Agências de turismo já oferecem pacotes combinados que permitem conhecer múltiplos países em uma única viagem, otimizando custos e tempo. A normalização política facilita trânsito entre fronteiras e reduz burocracias.

Intercâmbio Além do Turismo

Aproximações políticas entre Brasil e Israel também abrem portas para outras modalidades de viagem:

Intercâmbio educacional: Israel possui universidades de excelência em áreas como tecnologia, agricultura em regiões áridas e medicina. Programas de intercâmbio tendem a se expandir com relações diplomáticas fortalecidas.

Viagens de negócios: O ecossistema de inovação israelense atrai cada vez mais empreendedores brasileiros. Eventos como a DLD Tel Aviv Innovation Festival e missões empresariais criam oportunidades de networking internacional.

Voluntariado: Programas como kibbutzim (comunidades agrícolas coletivas) e projetos sociais recebem voluntários internacionais, oferecendo experiências imersivas de trabalho e cultura.

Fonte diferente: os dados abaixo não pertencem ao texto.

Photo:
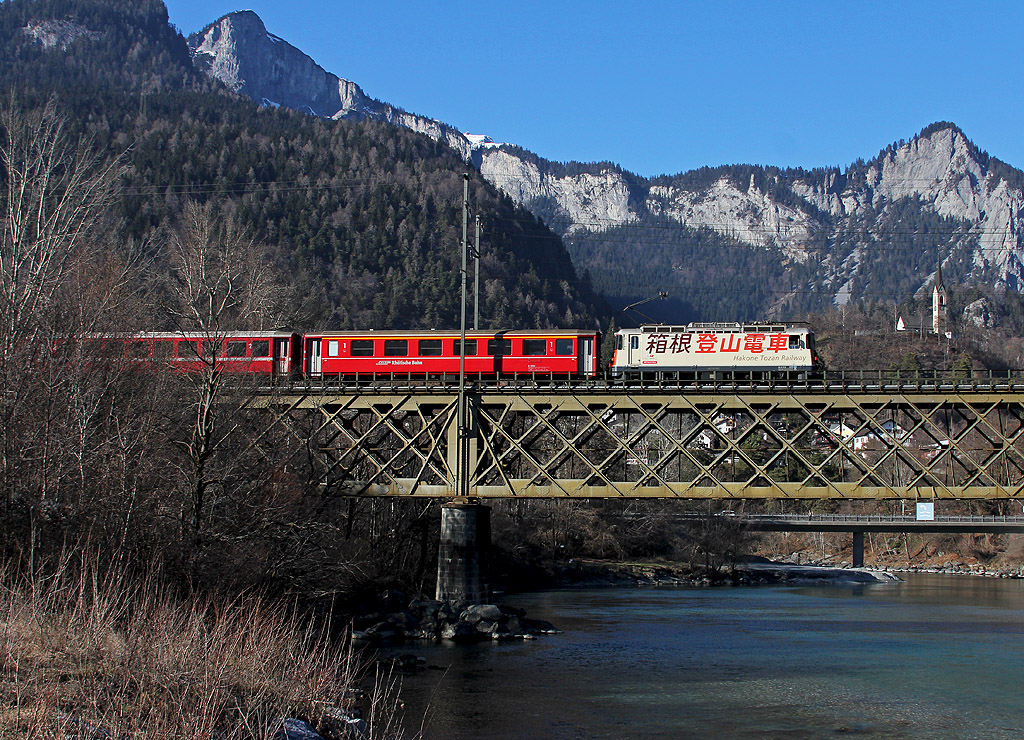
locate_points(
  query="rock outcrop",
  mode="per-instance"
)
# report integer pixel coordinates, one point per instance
(795, 212)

🧳 Dicas de Bordo: Guia na Mochila

  • Planejamento: Reserve com pelo menos 4 meses de antecedência para garantir melhores preços em passagens e evitar a alta temporada religiosa. Considere contratar guias especializados para Jerusalém — a cidade tem camadas históricas complexas que se revelam melhor com orientação.
  • Economia: Viaje entre outubro e março para fugir dos preços altos. Hospede-se em Tel Aviv (mais barato) e faça bate-voltas para Jerusalém. O transporte público em Israel é eficiente e econômico, mas não funciona no Shabat (sexta pôr do sol até sábado à noite).
  • O Pulo do Gato: Brasileiros não precisam de visto para Israel, mas prepare-se para entrevista detalhada na imigração. Leve comprovantes de hospedagem, passagem de volta e seja honesto sobre o propósito da viagem. Se for turismo religioso, diga sem medo — é extremamente bem-vindo. E não esqueça: roupas modestas são essenciais para visitar locais sagrados.